About San Miguel de Allende, Tequisquiapan, and Bernal, Mexico
San Miguel de Allende is a city and municipality located in the far eastern part of the state of Guanajuato in central Mexico. It is 170 miles from Mexico City and 40 miles from Querétaro.
The population of the town is estimated to be 80,000. Of these, about 10-12,000 are foreigners, of which 70% are from the United States.
San Miguel was founded in 1542 by the Franciscan monk Fray Juan de San Miguel as a presidio to protect the Antiguo Camino Real, the silver route from Zacatecas to Guanajuato to Mexico City. Then known as San Miguel El Grande, the town thrived for almost three hundred years under the repressive but orderly rule of Spain and the Catholic Church. The town was renamed in 1826 to San Miguel de Allende, in honour of Ignacio Allende who was born here.

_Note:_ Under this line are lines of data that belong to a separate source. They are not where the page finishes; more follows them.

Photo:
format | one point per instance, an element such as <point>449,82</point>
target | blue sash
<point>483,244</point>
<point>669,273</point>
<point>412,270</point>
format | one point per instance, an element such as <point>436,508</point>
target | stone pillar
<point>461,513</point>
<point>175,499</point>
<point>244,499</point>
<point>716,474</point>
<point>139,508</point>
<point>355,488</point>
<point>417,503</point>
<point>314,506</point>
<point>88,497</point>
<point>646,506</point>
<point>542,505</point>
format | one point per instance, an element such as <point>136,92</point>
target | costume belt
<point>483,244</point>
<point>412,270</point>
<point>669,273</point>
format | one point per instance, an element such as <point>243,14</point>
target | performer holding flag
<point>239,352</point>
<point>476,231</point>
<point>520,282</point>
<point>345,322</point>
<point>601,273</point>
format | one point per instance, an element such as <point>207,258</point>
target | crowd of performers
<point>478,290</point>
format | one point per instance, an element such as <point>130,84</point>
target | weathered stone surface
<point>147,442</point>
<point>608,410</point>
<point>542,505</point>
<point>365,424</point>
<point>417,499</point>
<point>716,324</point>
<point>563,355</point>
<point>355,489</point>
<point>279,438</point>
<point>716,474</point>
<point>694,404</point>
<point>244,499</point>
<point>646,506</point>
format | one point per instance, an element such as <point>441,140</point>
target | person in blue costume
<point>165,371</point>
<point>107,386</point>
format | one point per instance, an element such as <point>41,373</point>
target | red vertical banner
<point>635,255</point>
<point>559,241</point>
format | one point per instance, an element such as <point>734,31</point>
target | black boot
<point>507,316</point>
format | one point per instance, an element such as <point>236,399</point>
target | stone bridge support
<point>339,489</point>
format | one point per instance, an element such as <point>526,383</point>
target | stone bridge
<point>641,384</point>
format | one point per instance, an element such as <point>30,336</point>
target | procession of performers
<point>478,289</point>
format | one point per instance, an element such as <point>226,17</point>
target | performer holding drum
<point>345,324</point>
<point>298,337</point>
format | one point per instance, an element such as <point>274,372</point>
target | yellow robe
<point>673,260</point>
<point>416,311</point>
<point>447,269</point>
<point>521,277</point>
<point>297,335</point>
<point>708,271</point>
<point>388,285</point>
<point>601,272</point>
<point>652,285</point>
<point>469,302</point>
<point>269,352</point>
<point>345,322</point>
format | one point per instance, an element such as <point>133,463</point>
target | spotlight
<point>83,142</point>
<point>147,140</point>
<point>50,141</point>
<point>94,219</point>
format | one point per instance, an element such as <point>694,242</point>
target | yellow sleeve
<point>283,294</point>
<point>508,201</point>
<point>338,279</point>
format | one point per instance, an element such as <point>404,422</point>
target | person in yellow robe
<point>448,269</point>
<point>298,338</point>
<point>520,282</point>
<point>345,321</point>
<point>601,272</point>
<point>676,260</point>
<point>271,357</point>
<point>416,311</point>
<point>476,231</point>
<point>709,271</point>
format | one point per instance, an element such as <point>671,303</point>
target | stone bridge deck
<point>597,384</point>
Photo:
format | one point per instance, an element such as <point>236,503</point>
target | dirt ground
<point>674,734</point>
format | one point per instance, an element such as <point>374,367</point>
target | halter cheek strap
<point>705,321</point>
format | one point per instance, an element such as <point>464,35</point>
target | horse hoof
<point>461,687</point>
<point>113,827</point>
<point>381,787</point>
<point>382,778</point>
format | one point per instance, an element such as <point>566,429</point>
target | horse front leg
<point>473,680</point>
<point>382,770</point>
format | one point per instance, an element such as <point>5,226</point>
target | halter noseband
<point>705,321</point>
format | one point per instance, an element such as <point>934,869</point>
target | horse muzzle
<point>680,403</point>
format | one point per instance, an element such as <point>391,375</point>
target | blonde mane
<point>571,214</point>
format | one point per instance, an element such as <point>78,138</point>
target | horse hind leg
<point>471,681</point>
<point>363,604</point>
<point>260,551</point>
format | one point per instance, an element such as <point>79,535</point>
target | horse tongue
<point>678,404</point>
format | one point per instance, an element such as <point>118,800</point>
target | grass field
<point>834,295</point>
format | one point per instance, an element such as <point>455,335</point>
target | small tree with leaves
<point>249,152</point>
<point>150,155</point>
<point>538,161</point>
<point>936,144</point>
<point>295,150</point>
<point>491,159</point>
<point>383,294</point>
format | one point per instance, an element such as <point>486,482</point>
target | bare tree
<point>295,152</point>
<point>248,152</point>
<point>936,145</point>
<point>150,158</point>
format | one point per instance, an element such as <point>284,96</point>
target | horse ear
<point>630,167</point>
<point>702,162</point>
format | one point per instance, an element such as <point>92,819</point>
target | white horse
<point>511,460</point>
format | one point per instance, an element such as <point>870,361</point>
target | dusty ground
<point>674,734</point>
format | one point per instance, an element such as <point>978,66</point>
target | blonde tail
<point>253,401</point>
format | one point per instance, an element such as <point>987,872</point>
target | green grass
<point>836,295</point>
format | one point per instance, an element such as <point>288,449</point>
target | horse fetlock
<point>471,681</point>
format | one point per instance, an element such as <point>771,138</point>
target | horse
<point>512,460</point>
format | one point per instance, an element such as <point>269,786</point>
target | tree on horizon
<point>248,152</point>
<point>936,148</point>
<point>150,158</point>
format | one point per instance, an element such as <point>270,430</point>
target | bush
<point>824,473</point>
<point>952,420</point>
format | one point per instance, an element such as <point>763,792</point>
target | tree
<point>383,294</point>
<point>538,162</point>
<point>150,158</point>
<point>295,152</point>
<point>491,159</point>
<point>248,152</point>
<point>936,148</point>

By 1900, due to the decline in silver mining, San Miguel de Allende was in danger of becoming a ghost town. It was its Baroque-Neoclassical architecture which captured the attention of foreign artists who, in the mid 20th Century began to move here and set-up several cultural and artistic institutions in the town. Famous artists, including Siquieros, began to lend the town some notoriety, and so followed a steady stream of foreign students, artists and retirees who came to San Miguel. Today, tourism, art, culture, retail commerce, and agriculture are the mainstays of the local economy.